Desai Rishi J, Solomon Daniel H, Shadick Nancy, Iannaccone Christine, Kim Seoyoung C
Division of Pharmacoepidemiology and Pharmacoeconomics, Department of Medicine, Brigham and Women's Hospital & Harvard Medical School, Boston, MA, USA.
Division of Rheumatology, Immunology and Allergy, Brigham and Women's Hospital & Harvard Medical School, Boston, MA, USA.
Pharmacoepidemiol Drug Saf. 2016 Apr;25(4):472-5. doi: 10.1002/pds.3953. Epub 2016 Jan 13.
This study examined the accuracy of claims-based algorithms to identify smoking against self-reported smoking data.
Medicare patients enrolled in the Brigham and Women's Hospital Rheumatoid Arthritis Sequential Study were identified. For each patient, self-reported smoking status was extracted from Women's Hospital Rheumatoid Arthritis Sequential Study and the date of this measurement was defined as the index-date.
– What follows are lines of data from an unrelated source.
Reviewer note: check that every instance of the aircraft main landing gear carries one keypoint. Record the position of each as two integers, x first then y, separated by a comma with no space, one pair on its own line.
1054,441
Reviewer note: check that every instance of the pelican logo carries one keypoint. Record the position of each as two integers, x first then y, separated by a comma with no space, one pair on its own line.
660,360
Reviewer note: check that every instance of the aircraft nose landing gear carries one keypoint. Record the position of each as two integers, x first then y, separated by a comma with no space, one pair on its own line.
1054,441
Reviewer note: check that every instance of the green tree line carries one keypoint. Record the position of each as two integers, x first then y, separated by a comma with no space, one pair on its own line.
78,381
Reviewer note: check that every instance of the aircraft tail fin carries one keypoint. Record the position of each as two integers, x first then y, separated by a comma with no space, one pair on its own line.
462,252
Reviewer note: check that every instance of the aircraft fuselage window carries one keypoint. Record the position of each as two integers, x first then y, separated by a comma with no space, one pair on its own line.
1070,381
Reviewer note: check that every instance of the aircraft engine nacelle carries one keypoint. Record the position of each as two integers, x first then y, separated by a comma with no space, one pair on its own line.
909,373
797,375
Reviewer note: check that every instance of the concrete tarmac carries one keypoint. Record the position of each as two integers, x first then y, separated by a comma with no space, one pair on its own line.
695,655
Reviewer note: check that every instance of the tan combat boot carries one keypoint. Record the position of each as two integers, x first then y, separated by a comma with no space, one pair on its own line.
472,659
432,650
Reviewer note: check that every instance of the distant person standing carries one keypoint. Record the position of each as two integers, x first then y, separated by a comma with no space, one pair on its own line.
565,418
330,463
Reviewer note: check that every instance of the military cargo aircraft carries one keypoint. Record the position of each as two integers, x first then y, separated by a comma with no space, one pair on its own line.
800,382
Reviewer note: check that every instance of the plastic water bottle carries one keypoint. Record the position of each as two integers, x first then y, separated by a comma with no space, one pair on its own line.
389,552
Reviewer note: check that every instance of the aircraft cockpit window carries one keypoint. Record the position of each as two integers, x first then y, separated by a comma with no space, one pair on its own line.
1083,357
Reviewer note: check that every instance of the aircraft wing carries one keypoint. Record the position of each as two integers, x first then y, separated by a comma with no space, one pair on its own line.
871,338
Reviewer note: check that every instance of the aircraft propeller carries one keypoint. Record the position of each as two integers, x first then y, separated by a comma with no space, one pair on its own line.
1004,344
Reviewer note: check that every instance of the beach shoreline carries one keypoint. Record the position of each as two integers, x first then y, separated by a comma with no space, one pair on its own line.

Two algorithms identified smoking in Medicare claims: (i) only using diagnoses and procedure codes and (ii) using anti-smoking prescriptions in addition to diagnoses and procedure codes. Both algorithms were implemented: first, only using 365-days pre-index claims and then using all available pre-index claims. Considering self-reported smoking status as the gold standard, we calculated specificity, sensitivity, positive predictive value, negative predictive value (NPV), and area under the curve (AUC).
A total of 128 patients were included in this study, of which 48% reported smoking. The algorithm only using diagnosis and procedure codes had the lowest sensitivity (9.8%, 95%CI 2.4%-17.3%), NPV (54.9%, 95%CI 46.1%-63.9%), and AUC (0.55, 95%CI 0.51-0.59) when applied in the period of 365 days pre-index. Incorporating pharmacy claims and using all available pre-index information improved the sensitivity (27.9%, 95%CI 16.6%-39.1%), NPV (60.4%, 95%CI 51.3%-69.5%), and AUC (0.64, 95%CI 0.58-0.70). The specificity and positive predictive value was 100% for all the algorithms tested.
Claims-based algorithms can identify smokers with limited sensitivity but very high specificity. In the absence of other reliable means, use of a claims-based algorithm to identify smoking could be cautiously considered in observational studies.
本研究检验了基于索赔数据的算法识别吸烟情况相对于自我报告吸烟数据的准确性。
确定了参加布莱根妇女医院类风湿关节炎序贯研究的医疗保险患者。对于每位患者,从妇女医院类风湿关节炎序贯研究中提取自我报告的吸烟状况,并将该测量日期定义为索引日期。两种算法用于在医疗保险索赔中识别吸烟情况:(i)仅使用诊断和程序代码,(ii)除诊断和程序代码外还使用戒烟处方。两种算法均实施:首先,仅使用索引日期前365天的索赔,然后使用所有可用的索引日期前索赔。将自我报告的吸烟状况视为金标准,我们计算了特异性、敏感性、阳性预测值、阴性预测值(NPV)和曲线下面积(AUC)。
本研究共纳入128例患者,其中48%报告吸烟。仅使用诊断和程序代码的算法在索引日期前365天期间应用时,敏感性最低(9.8%,95%CI 2.4%-17.3%)、NPV最低(54.9%,95%CI 46.1%-63.9%)和AUC最低(0.55,95%CI 0.51-0.59)。纳入药房索赔并使用所有可用的索引日期前信息可提高敏感性(27.9%,95%CI 16.6%-39.1%)、NPV(60.4%,95%CI 51.3%-69.5%)和AUC(0.64,95%CI 0.58-0.70)。所有测试算法的特异性和阳性预测值均为100%。
基于索赔数据的算法识别吸烟者的敏感性有限,但特异性非常高。在没有其他可靠方法的情况下,在观察性研究中可谨慎考虑使用基于索赔数据的算法来识别吸烟情况。